PhD Defense 14-1-2020 – Hoai Le Nguyen – Étude des conflits dans l’édition collaborative

Collaborative Editing (CE) has long captured the attention of Computer-supported-cooperative work (CSCW) researchers. Early researches about CE (in the 1990s and the early 2000) focused on describing different characteristics of CE based on interviewing people who had participated in some CE projects.
Some recent researches about CE started analyzing the logs of CE activities to study how people edit together with support of modern CE tools such as Git version control systems and Google Docs.

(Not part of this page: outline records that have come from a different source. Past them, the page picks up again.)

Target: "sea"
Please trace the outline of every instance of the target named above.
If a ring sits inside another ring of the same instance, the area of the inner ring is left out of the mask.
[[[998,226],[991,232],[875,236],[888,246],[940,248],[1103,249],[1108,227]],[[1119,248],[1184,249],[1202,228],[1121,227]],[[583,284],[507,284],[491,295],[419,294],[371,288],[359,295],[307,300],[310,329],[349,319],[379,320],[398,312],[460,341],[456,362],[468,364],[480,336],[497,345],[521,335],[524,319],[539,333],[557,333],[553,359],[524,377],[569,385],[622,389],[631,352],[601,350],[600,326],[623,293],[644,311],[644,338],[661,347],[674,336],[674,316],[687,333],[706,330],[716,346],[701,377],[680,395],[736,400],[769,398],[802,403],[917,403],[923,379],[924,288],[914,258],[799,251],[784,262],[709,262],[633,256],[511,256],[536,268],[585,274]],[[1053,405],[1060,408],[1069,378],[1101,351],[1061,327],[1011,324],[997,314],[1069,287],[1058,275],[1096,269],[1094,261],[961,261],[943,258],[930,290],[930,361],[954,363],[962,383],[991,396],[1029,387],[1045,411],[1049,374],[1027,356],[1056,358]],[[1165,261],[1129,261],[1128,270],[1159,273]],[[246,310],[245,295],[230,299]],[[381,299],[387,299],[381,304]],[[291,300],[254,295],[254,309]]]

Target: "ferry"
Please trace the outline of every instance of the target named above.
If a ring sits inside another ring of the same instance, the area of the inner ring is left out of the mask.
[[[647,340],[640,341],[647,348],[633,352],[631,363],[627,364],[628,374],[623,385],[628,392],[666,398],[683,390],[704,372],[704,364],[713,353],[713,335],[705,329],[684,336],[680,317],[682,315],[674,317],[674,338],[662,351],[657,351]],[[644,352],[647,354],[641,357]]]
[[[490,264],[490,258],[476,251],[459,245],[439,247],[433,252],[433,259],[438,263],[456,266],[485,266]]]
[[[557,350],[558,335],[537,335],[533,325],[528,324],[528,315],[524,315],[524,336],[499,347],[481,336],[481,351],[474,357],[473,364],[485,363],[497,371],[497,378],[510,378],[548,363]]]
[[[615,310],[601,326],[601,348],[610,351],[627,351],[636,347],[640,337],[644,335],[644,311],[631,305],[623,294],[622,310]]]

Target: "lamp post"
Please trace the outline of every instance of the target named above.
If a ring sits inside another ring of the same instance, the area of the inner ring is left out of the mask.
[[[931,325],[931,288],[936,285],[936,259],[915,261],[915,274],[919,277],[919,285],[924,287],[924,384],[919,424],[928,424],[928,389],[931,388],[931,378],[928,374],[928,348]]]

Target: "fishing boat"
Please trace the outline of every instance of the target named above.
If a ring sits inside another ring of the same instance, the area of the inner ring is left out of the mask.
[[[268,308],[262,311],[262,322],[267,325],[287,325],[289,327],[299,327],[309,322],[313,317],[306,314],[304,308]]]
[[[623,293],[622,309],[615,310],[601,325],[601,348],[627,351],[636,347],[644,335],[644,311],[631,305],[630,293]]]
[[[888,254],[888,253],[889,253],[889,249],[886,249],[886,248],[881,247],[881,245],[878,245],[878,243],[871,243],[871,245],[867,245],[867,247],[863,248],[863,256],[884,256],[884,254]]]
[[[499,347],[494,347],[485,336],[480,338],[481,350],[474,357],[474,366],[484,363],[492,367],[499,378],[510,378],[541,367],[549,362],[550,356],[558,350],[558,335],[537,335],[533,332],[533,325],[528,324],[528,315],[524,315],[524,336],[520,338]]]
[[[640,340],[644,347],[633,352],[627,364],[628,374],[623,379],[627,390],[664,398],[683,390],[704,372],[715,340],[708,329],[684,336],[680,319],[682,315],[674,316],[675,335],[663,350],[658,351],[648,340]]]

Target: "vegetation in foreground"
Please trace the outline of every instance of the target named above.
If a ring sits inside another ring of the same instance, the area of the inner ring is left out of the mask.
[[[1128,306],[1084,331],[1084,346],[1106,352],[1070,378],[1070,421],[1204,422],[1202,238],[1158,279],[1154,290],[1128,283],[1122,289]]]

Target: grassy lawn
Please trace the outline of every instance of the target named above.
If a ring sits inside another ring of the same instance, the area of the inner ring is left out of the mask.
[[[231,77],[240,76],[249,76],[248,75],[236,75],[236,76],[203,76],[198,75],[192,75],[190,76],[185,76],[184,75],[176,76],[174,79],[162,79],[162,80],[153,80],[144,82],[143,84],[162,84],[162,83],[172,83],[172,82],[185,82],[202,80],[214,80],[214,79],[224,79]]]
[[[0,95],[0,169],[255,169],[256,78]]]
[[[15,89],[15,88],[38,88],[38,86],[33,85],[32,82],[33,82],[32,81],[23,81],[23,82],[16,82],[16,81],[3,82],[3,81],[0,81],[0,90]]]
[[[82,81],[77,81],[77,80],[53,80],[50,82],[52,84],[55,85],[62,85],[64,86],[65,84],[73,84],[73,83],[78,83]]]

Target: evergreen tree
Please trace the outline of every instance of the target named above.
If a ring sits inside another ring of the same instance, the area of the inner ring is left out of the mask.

From the general view point, the process of CE is the continuous synchronization of `multiple, parallel streams of activity’ of collaborators. If the synchronization takes place less often, for example the development of a software project based on Git version control system, it is considered as `asynchronous’ work mode. And if the synchronization takes place within a small interval, for example editing a shared document in ShareLaTex, it is considered as `synchronous’ work mode.
The longer the divergence is, more conflicts are likely to happen during the synchronization.
Resolving conflicts is costly, especially after a long period of divergence. Understanding how often conflicts happen and how do user resolve conflict in real CE projects is important to ensure good performance and user experience in collaborative editing.
In the first part of this thesis, we borrow the collaboration traces of four large open source projects in Git version control system to conduct our analysis. We analyze different types of textual conflicts that arise during the development and how developers resolve these types of conflict. In particular regarding `adjacent-lines conflicts’, we found that users mostly resolve them by applying changes from both sites. Besides, we also analyze how often users use `roll-back to previous version’ as a way to resolve merge conflict.

The process of CE based on online collaborative editor is more specific. It can be split into several  `sessions’ of editing which are performed by a single author or several authors. They are denoted as `single-authored session’ and  `co-authored session’ respectively. This fragmentation process requires a predefined `interval’ or `maximum time gap’ which is not yet well defined in previous studies. In the second part of this thesis, we analyze the logs of CE works of students of an Engineering School using ShareLaTeX which were collected and anonymized for privacy purpose. By examining different `maximum time gaps’ from 30 seconds to 15 minutes on the logs we found that we can determinate a suitable `maximum time gap’ to split CE activities into sessions by evaluating the distribution of the `external-distance’.
Besides, we analysed the editing activities inside each `co-author sessions’. We borrow a [30 seconds, 10 characters] time-position window to examine these `potential conflict’ cases. The result shows that people rarely edit closely in both time-position. However, conflicts are more likely to happen in these cases.